According to court documents, Analay Rico, 37, of Fort Lauderdale, and Daylen Diaz, 44, of Miami, worked as study coordinators at a clinical research site called Tellus Clinical Research. As part of their plea agreements, Rico and Diaz admitted that they agreed with others to defraud clients paying for clinical trial work intended to evaluate treatments for various medical conditions, including opioid dependency, irritable bowel syndrome and diabetic nephropathy. Among other things, Rico and Diaz admitted they falsified data to make it appear as though subjects were participating in the trials when, in truth, they were not.
“Clinical trials are the foundation of the drug approval process,” said Principal Deputy Assistant Attorney General Brian M. Boynton, head of the Justice Department’s Civil Division. “The Justice Department will continue to work with its law enforcement partners to prosecute those who falsify clinical trial data for personal profit.”
“The public relies on the accuracy of clinical trial data,” said U.S. Attorney Juan Antonio Gonzalez for the Southern District of Florida. “Falsifying clinical data endangers the safety of consumers and violates the public’s trust. It is a serious crime that we will continue to vigorously prosecute.”
“Reliable and accurate data from clinical trials is the cornerstone of FDA’s evaluation of a new drug,” said Special Agent in Charge Justin C. Fielder of the FDA Office of Criminal Investigations (FDA-OCI) Miami Field Office. “Compromised clinical trial data could impact the agency’s decisions about the safety and effectiveness of the drug under review. We will continue to monitor, investigate and bring to justice those whose actions may subvert the FDA approval process and endanger the public health.”

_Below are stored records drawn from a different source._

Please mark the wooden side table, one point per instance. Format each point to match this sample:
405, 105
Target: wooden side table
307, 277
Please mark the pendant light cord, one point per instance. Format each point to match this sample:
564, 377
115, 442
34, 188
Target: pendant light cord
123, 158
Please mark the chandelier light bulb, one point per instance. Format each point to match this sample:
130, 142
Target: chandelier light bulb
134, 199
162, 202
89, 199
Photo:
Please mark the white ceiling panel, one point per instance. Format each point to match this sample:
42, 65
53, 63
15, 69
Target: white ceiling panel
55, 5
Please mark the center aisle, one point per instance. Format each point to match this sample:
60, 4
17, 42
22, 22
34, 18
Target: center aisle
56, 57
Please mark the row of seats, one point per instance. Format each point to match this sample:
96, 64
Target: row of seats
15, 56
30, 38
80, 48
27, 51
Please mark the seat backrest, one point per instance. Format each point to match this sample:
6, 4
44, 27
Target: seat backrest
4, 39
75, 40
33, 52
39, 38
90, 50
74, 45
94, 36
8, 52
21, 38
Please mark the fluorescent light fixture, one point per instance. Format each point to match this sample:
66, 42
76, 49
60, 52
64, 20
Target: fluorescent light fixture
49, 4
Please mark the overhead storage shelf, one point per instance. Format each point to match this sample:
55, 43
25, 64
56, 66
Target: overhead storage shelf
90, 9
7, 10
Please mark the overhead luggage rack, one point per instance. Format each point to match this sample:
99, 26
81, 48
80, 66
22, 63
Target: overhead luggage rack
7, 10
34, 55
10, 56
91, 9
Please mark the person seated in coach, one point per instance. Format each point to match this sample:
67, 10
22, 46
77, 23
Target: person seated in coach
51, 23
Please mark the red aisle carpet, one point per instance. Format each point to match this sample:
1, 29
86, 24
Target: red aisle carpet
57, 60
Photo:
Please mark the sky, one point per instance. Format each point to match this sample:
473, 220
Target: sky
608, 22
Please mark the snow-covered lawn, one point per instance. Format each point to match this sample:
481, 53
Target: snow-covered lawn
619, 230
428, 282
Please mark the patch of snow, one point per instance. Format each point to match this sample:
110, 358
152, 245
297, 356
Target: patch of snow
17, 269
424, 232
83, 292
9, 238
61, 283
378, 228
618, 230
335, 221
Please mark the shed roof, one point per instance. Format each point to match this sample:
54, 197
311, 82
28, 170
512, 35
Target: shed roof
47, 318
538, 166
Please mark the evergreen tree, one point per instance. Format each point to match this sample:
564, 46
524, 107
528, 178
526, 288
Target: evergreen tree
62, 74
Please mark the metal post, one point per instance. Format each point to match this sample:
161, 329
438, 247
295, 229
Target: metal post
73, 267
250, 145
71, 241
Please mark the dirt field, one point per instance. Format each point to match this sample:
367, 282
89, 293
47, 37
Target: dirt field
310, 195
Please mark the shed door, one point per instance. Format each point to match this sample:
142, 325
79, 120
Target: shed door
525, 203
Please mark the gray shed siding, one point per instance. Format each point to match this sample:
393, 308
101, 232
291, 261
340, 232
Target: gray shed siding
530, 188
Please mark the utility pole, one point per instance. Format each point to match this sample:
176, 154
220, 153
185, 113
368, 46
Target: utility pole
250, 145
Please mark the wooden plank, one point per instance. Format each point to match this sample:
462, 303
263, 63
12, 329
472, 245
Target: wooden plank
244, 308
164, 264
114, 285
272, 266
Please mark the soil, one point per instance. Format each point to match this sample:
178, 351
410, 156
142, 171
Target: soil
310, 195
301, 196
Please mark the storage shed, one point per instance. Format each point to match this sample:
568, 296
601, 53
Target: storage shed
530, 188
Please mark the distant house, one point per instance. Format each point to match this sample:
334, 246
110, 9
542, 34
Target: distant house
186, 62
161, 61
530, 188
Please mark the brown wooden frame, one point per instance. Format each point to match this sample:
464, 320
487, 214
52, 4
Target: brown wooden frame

Duniel Tejeda, 36, of Clewiston, Florida, Eduardo Navarro, 53, of Miami, Florida, and Nayade Varona, 51, of Port St. Lucie, Florida, previously pleaded guilty and were sentenced to 30 months in prison, 46 months in prison, and 30 months in prison, respectively, for their roles in the scheme.
The trial is set for Sept. 27, in the case of three other defendants, Dr. Martin Valdes, 66, of Coral Gables, Florida, Fidalgis Font, 55, of Miami, and Julio Lopez, 55, of Hialeah, all charged by indictment in connection with Tellus.
FDA-OCI is investigating the case.
Trial Attorneys Lauren M. Elfner, Joshua D. Rothman and Wandaly Fernández García of the Civil Division’s Consumer Protection Branch are prosecuting the case. The U.S. Attorney’s Office for the Southern District of Florida has provided critical assistance.
Additional information about the Consumer Protection Branch and its enforcement efforts may be found at www.justice.gov/civil/consumer-protection-branch. For more information about the U.S. Attorney’s Office for the Southern District of Florida, visit https://www.justice.gov/usao-sdfl.
An indictment is merely an allegation, and all defendants are presumed innocent until proven guilty beyond a reasonable doubt in a court of law.